E’ in grado di restituire le sensazioni del tatto, permette a chi lo indossa di maneggiare l’uva o sbucciare una banana. Si chiama Luke arm, in omaggio a Luke Skywalker di Guerre Stellari
La ricerca sulle protesi robotiche ha compiuto passi da giganti negli ultimi anni. L’obiettivo è quello di realizzare protesi di mano sempre più sofisticate e con caratteristiche sempre più vicine a quelle degli arti umani.
L’ultima invenzione riguarda la sfida di restituire il senso del tatto agli amputati, grazie a un recente aggiornamento della protesi Luke arm, chiamata così in onore della mano robotica di Luke Skywalker di Guerre Stellari.
La protesi robotica in realtà è un braccio, come dice lo stesso nome, arrivato al suo ultimo prototipo, realizzato dell’università dello Utah, è sviluppato da Mobius Robotics e sovvenzionato dalla Darpa e la National Science Foundation.
Permette di avere una rete di 100 piccolissimi elettrodi che riescono ad inviare i segnali tattili dalla protesi al cervello di chi ha perso un arto, riuscendo a restituire delle sensazioni simili al tatto.
L’evoluzione del prototipo di Luke arm, ha permesso a chi lo indossa di maneggiare l’uva, sbucciare una banana e persino “sentire” la mano toccarne un’altra.
Luke arm, l’evoluzione del tatto
Il braccio protesico è descritto in un nuovo studio apparso su Science Robotics. Secondo gli stessi ricercatori, un amputato che indossa questo braccio può percepire il tocco e può distinguere, per esempio, un oggetto morbido da uno duro ed eseguire determinate azioni che sono impossibili con le protesi standard, di solito caratterizzate dalla presenza di ganci metallici o artigli che “simulano” le mani.
Luke, il cui sviluppo ormai dura da 15 anni, è fatto da varie parti motorizzate e parti di metallo con una sorta di pelle fatta di silicio trasparente nella zona della mano. Viene alimentato da una batteria esterna e può essere collegato ad un computer.
Il sistema, infatti, permette al braccio di “attaccarsi” ai nervi di chi lo indossa, considerabili come dei fili biologici che inviano segnali al braccio affinché si muova.
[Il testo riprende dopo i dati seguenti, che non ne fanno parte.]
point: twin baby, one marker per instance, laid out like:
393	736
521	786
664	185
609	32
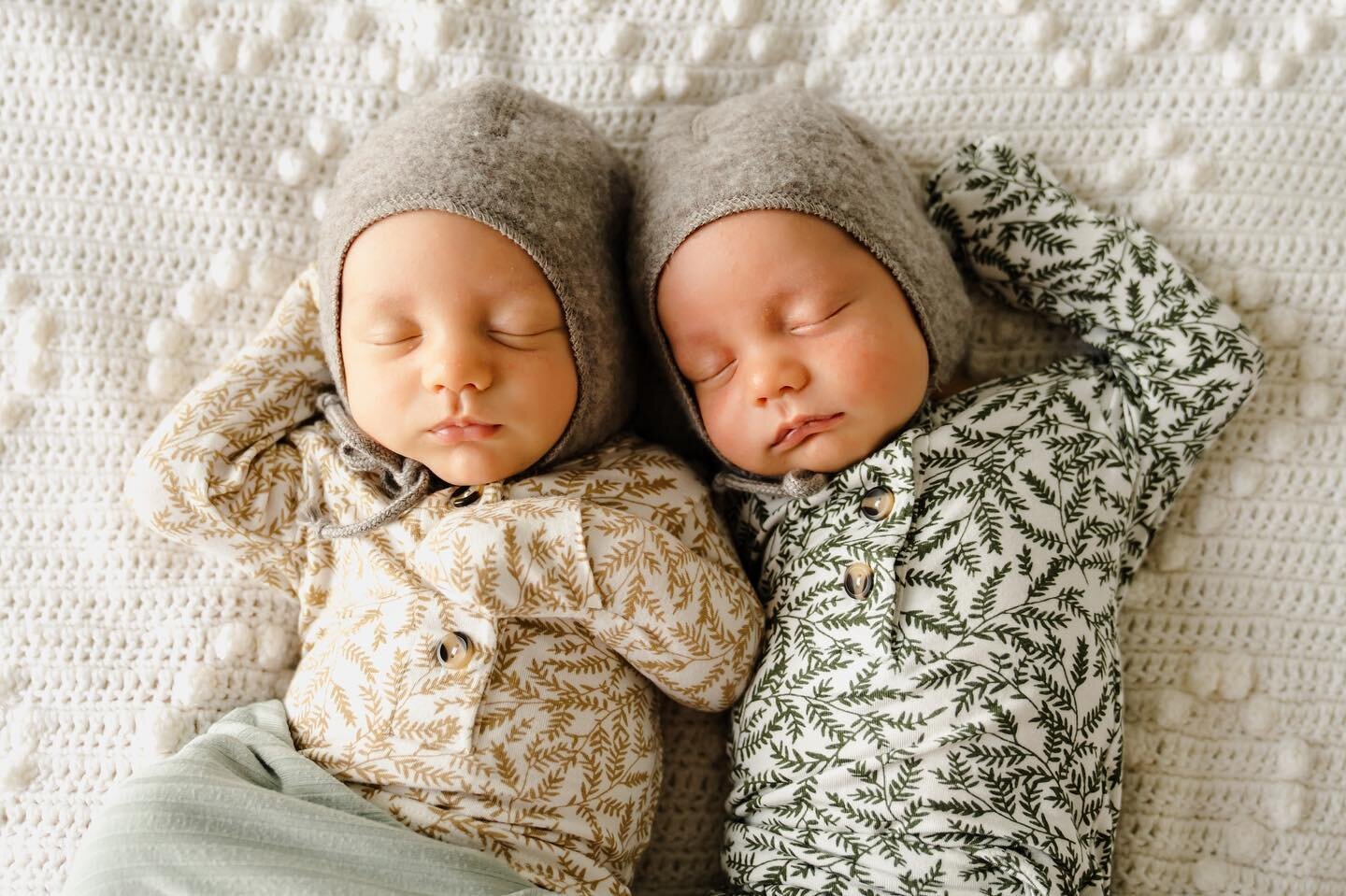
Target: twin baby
494	578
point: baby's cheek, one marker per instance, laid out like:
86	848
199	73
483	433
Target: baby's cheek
724	428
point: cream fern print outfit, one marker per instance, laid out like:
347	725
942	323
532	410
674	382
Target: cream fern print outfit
938	706
485	667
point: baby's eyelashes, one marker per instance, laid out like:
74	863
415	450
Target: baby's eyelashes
819	319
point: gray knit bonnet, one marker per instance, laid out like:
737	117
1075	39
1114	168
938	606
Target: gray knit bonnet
536	173
786	149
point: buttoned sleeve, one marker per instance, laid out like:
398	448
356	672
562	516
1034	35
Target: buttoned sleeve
642	560
1177	360
220	473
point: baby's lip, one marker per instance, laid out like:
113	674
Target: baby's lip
461	421
795	430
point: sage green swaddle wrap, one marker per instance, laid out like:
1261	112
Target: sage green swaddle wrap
240	810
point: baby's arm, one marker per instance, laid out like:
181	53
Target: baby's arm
1178	358
219	473
654	578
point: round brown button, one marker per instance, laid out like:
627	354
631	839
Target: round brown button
455	651
877	504
858	580
465	495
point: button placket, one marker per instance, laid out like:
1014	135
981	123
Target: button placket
877	504
858	580
455	651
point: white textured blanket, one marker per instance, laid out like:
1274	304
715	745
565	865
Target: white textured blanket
162	168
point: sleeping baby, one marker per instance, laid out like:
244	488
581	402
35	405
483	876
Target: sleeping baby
493	578
938	705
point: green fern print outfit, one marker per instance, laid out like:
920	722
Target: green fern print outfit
938	704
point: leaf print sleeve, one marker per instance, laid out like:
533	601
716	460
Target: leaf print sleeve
1177	357
219	471
678	608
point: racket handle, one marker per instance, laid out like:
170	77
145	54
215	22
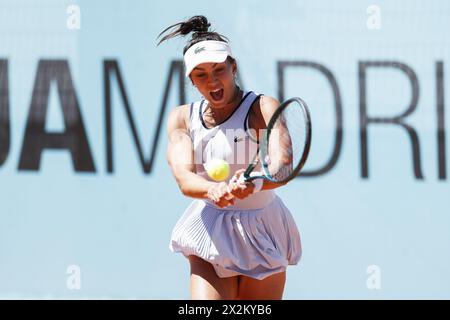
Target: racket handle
257	182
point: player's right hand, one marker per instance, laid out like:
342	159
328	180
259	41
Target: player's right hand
220	195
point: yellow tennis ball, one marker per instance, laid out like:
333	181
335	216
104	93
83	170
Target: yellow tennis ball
218	169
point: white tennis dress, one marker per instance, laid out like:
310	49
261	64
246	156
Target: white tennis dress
257	236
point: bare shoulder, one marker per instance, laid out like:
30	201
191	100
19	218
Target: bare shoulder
179	117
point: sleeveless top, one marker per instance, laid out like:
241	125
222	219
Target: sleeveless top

La trasmissione del segnale dai nervi al braccio robotico avviene tramite un fascio di 100 microelettrodi e fili che vengono impiantati i nervi del amputato e poi collegati ad un computer esterno
Quest’ultimo traduce questi segnali in segnali digitali che vengono poi mandati al braccio che inizia a muoversi. Inoltre, e qui è il valore aggiunto, il funzionamento è relativo anche all’inverso: la mano protesica può anche a “sentire” l’oggetto onde comprendere quanta pressione esercitare. Lo fa grazie a dei sensori che a loro volta inviano dei segnali ai nervi tramite gli stessi microelettrodi.
La testimonianza
Il braccio artificiale è stato sperimentato su Keven Walgamott, che 17 anni fa aveva perso la mano sinistra e una parte dell’avambraccio in un incidente. Lo stesso paziente ha dichiarato: “Non avrei mai pensato di poter sentire di nuovo in quella mano.”
Questo ultimo progresso di Luke arm ha permesso a chi la indossa di maneggiare l’uva, sbucciare una banana e persino “sentire” la mano toccarne un’altra. Quando il team di ricerca ha chiesto a Keven Walgamott di testare questo prototipo di protesi robotica che stava sviluppando, si è offerto volontario.
“Mi ha quasi fatto piangere” ha detto, riferendosi all’utilizzo del prototipo per la prima volta. “È stato davvero sorprendente”.
Questo sistema è in sviluppo da 15 anni e attinge al modo in cui il nostro cervello controlla gli arti, inviando segnali attraverso il sistema nervoso.
Il team di ricerca dell’University of Utah College of Engineering spera che entro il 2021 tre partecipanti allo studio possano persino essere in grado di portare a casa il loro Luke arm.